Ser jovem não significa estar desconectado do passado
Maria ultrapassou há pouco a adolescência, como muitos de vós. E todavia, no Magnificat,
dá voz ao louvor do seu povo, da sua história. Isto mostra-nos que ser
jovem não significa estar desconectado do passado. A nossa história
pessoal insere-se numa longa esteira, no caminho comunitário dos séculos
que nos precederam. Como Maria, pertencemos a um povo. E a história da
Igreja ensina-nos que, mesmo quando ela tem de atravessar mares
borrascosos, a mão de Deus guia-a, fá-la superar momentos difíceis. A
verdadeira experiência de Igreja não é como um flashmob em que se
marca um encontro, faz-se uma representação e depois cada um continua
pelo seu caminho. A Igreja traz consigo uma longa tradição, que se
transmite de geração em geração, enriquecendo-se ao mesmo tempo com a
experiência de cada indivíduo. Também a vossa história encontra o seu
lugar dentro da história da Igreja.
Fazer memória do passado é útil também para acolher as intervenções
inéditas que Deus quer realizar em nós e através de nós. E ajuda a
abrir-nos para sermos escolhidos como seus instrumentos, colaboradores
dos seus projetos salvíficos. Também vós, jovens, podereis fazer
maravilhas, assumir responsabilidades enormes, se reconhecerdes a ação
misericordiosa e omnipotente de Deus na vossa vida.

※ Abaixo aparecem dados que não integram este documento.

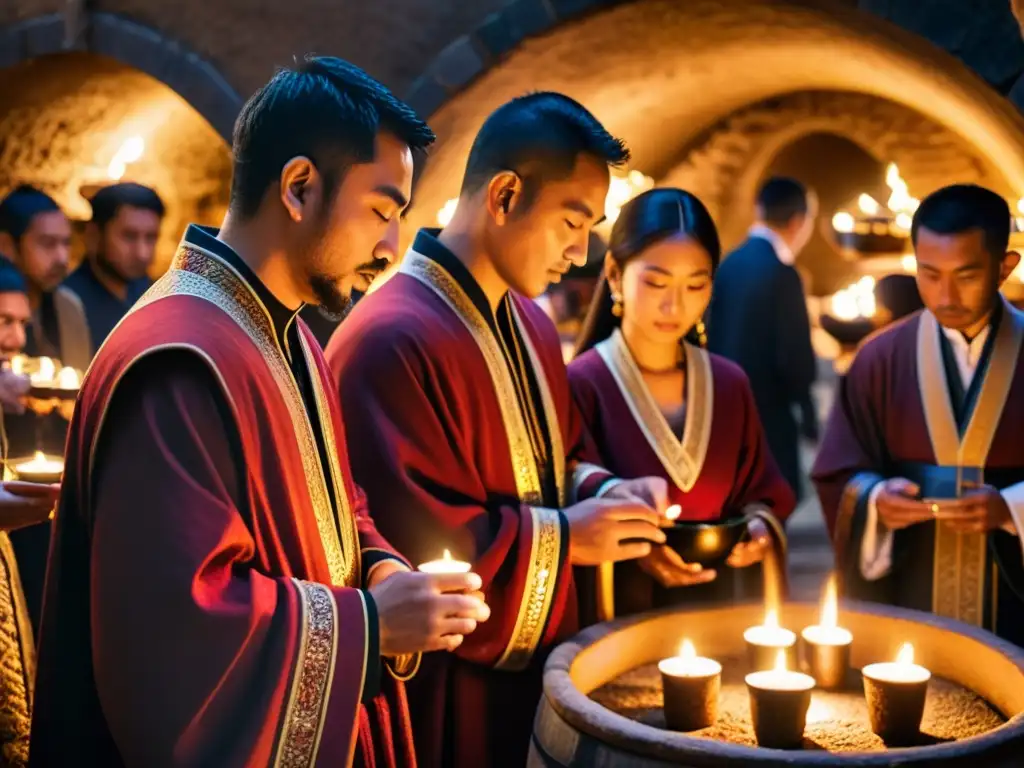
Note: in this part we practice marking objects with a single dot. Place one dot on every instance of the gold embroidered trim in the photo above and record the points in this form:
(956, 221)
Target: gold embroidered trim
(527, 474)
(302, 724)
(345, 517)
(683, 459)
(960, 559)
(16, 662)
(541, 576)
(547, 528)
(201, 274)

Deixai-me pôr-vos algumas perguntas: Como é que «salvais» na vossa
memória os acontecimentos, as experiências da vossa vida? Que fazeis com
os factos e as imagens gravadas nas vossas recordações? A alguns,
particularmente feridos pelas circunstâncias da vida, poderia vir a
vontade de «resetar» o seu passado, valer-se do direito ao esquecimento.
Mas queria lembrar-vos que não há santo sem passado, nem pecador sem
futuro. A pérola nasce duma ferida da ostra! Com o seu amor, Jesus pode
curar os nossos corações, transformando as nossas feridas em verdadeiras
pérolas. O Senhor, como dizia São Paulo, pode manifestar a sua força
através das nossas fraquezas (cf. 2 Cor 12, 9).
Mas as nossas recordações não devem ficar todas comprimidas, como na
memória dum disco rígido. Nem é possível arquivar tudo numa «nuvem»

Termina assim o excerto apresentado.